I am leaving, eager to be out in the Iowa snow. We shake hands. I tell white kids that instead of talking about black men in a white world or black men in white society, they should ask themselves how black they are because black men have been influencing the values of the society and the art forms of the society.

How many of their parents fell in love listening to Nat King Cole? We developed within a context of white people. Yes, we have a special awareness because our experience has, in certain ways, been uniquely different from that of white people, but it was not absolutely different. We are part of the scene. Constance Rourke [American cultural historian , author of The Roots of American Culture ] is right when she points out the role we have played as archetypal figures.

So the movement backwards to get a fuller sense of ourselves, to get a sense of the community and its needs, of the traditions and so on, is good. I mean just things you took for granted, things I assumed everybody knew. But you got that sense of a loss of continuity with has to be regained. No one has pointed this out, but there was a hell of a lot of condescension from this West Indian boy toward blacks.

And he did a lot of damage. That was reality. We have to come to grips with this. It has to be a part of our awareness of who we are. We have to learn why DuBois never became the same kind of power figure, no matter what we think of DuBois. We have to know what happened to those linkages with power after Washington left. And the next man who comes along will have to go beyond not only him but given will have to go beyond not only him but beyond Max Weber.

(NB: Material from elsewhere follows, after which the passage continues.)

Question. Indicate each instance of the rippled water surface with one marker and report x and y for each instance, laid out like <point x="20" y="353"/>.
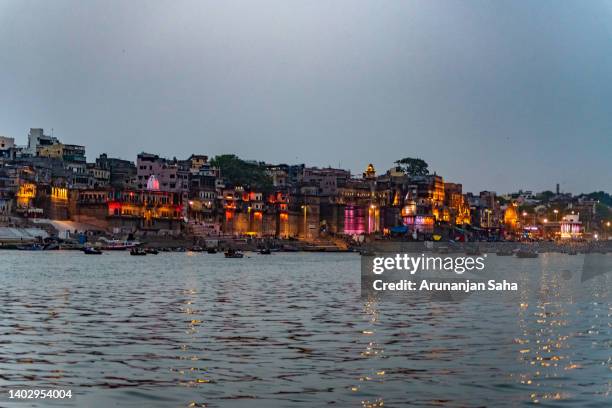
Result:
<point x="192" y="329"/>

And out relationship to reality is such that, given the mind and the energy and industry, our social thinkers will go beyond. What is it that makes a year-old novel so engaging, especially one that is well over pages long? There are a few superficial explanations. It is also a carefully crafted work that repeats its own motifs like a symphony, allowing readers to sense its unity and gauge its development without having to struggle.

Its plot is engaging: the narrator is always in motion, or at least his mind is always racing, and the flow of his words carries the reader along. It was not well-received. It provides a good deal to think about, but no easy answers. Ace your assignments with our guide to Invisible Man! SparkTeach Teacher's Handbook. What happens to Tod Clifton after he leaves the Brotherhood? Who is Rinehart? Why does the narrator turn against the Brotherhood?